Zufrieden zeigt man sich auch in Aeugst: «Wir konnten auch mit der Quotenerhöhung alle Personen aus dem Asylbereich, die der Gemeinde zugewiesen wurden, unterbringen», sagt Vit Styrsky. Der Gemeindeschreiber erklärte weiter: «Die Mehrheit der Asylsuchenden wohnt in gemeindeeigenen Liegenschaften. Ein kleiner Teil wohnt bei privaten Personen. Mit der neuen Quote von 1,6 Prozent muss die Gemeinde Aeugst am Albis 32 Personen unterbringen.»
Gut läuft es auch in Obfelden: «Mit der Erhöhung der Aufnahmequote von Asylsuchenden wurde die politische Gemeinde Obfelden verpflichtet, zusätzlich 24 Personen aufzunehmen. Diese Personen konnten in eigenen Wohneinheiten sowie einer angemieteten Liegenschaft innerhalb des geforderten Zeitrahmens gut untergebracht werden», berichtet Thomas Frick, der bei der Gemeinde für Immobilien zuständig ist.
In Kappel stellt sich die Lage wie folgt dar: «Hier leben seit Anfang dieses Jahres 20 Geflüchtete. Aufgrund der Erhöhung der Quote müsste die Gemeinde 21 Geflüchtete aufnehmen. Zurzeit steht noch eine Gemeindewohnung frei, welche in nächster Zeit von Asylsuchenden bezogen werden kann. Die Gemeinde hat somit ihre Quote erfüllt», teilt Gemeindeschreiberin Daniela Rieder mit.

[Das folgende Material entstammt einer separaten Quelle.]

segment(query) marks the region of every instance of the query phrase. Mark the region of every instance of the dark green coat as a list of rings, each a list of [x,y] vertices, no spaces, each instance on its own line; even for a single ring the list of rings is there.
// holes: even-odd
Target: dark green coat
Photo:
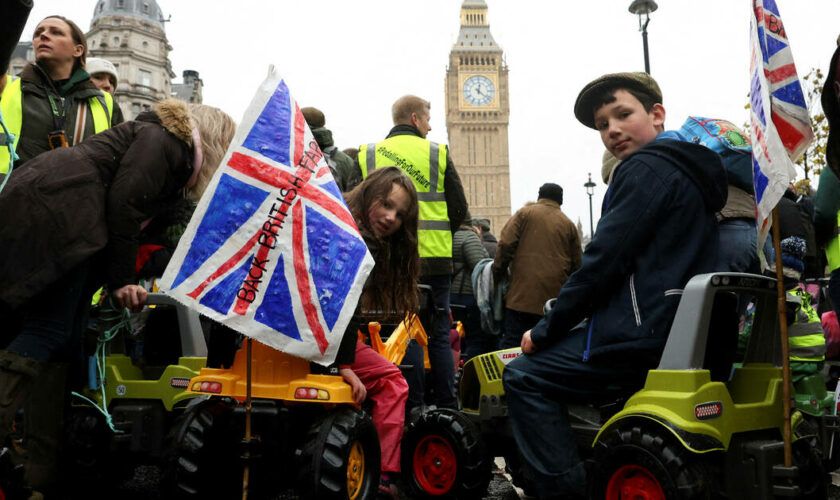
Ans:
[[[46,90],[49,85],[56,86],[58,94],[68,102],[64,130],[67,136],[67,142],[70,145],[73,144],[73,140],[75,139],[74,131],[76,128],[76,114],[78,113],[79,103],[86,102],[91,97],[102,95],[102,91],[96,88],[93,82],[90,81],[90,75],[83,69],[76,70],[64,85],[57,85],[40,68],[30,63],[23,68],[20,78],[21,92],[23,93],[23,121],[21,123],[20,139],[18,140],[16,149],[16,153],[20,159],[15,162],[15,168],[25,164],[39,154],[50,150],[47,135],[51,131],[56,130],[57,124],[53,119],[52,108],[50,107],[50,100]],[[116,101],[114,102],[114,107],[117,107]],[[122,114],[119,115],[117,120],[121,119]],[[111,117],[111,125],[118,125],[119,122],[117,120],[115,120],[115,117]],[[93,115],[91,114],[90,108],[88,108],[84,138],[90,137],[94,133]]]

Die neue Aufnahmequote bedeutet für Hausen 62 Personen. Das ist ein Plus von sieben Personen. «Wir haben die neue Quote knapp erreicht, alles durch Zumietung von Wohnungen. Sorgen bereitet, dass allenfalls bald eine weitere Erhöhung der Quote erfolgen könnte oder untergebrachte Personen aus dem Asylstatus fallen, ohne dass deren Unterkünfte frei werden. So müssen wir versuchen, weitere Wohnungen zuzumieten, obwohl der Markt recht ausgetrocknet ist», berichtet Gemeindeschreiber Christoph Rohner.
Es gibt auch Rückkehrer
Auch in Maschwanden sind die Verantwortlichen mit den Flüchtlingen beschäftigt: «Bei uns sind drei Personen bei Privaten untergebracht und drei weitere Personen in der gemeindeeigenen Wohnung neben dem Gemeindehaus. Bis vor Kurzem wurde diese Wohnung durch vier Personen bewohnt. Die eine Person hat sich im Mai entschieden, in die Ukraine zurückzukehren. Aktuell erfüllen wir deshalb die Quote nicht vollumfänglich», so Chantal Nitschké, Gemeindeschreiberin.

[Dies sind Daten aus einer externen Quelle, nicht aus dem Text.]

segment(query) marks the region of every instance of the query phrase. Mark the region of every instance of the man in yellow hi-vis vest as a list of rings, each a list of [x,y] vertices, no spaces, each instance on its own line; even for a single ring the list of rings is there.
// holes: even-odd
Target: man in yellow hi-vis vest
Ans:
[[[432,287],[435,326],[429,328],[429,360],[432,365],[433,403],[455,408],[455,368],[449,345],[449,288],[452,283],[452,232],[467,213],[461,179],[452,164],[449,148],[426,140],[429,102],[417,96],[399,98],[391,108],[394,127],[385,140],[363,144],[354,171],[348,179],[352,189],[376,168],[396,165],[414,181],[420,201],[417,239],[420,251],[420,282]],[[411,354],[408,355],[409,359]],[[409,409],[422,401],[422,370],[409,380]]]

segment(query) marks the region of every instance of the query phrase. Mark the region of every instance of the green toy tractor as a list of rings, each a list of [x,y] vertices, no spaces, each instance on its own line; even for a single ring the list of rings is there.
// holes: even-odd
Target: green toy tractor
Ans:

Unklar ist die Situation derzeit noch in der Stadt Affoltern: «Der Aufnahmequote der Stadt Affoltern werden die Personen im Lilienberg angerechnet. Die anrechenbare Zahl des Lilienbergs wurde durch den Kanton noch nicht abschliessend festgelegt. Wir gehen aber davon aus, dass wir das neue Kontingent noch nicht erfüllen, und sind deshalb laufend auf der Suche nach günstigem Wohnraum», schreibt Stadtschreiber Stefan Trottmann.
Der Leiter des Sozialdienstes Bezirk Affoltern, Alexander Schibli, fasst zusammen: «Wir sind sehr dankbar für die ausserordentlichen Bemühungen unserer Gemeinden im Bezirk und bedanken uns für die pragmatische und zielführende Zusammenarbeit.»
Ein Blick noch über die Grenzen des Säuliamts hinaus: Wo steht der Bezirk Affoltern im Vergleich zu den anderen Bezirken? Das Kantonale Sozialamt hält sich weitgehend bedeckt: «Eine Bilanz zur Umsetzung der seit dem 1. Juli geltenden Quote im Kanton wird aufgrund der ersten Erfahrungen nach einigen Monaten erfolgen. Wie viele zusätzliche Unterbringungsplätze benötigt werden, hängt nicht zuletzt davon ab, ob der Bund endlich die knapp 20000 offenen Asylgesuche behandelt und wie er die Zukunft des Status S regelt. Hier bestehe dringender Handlungsbedarf.»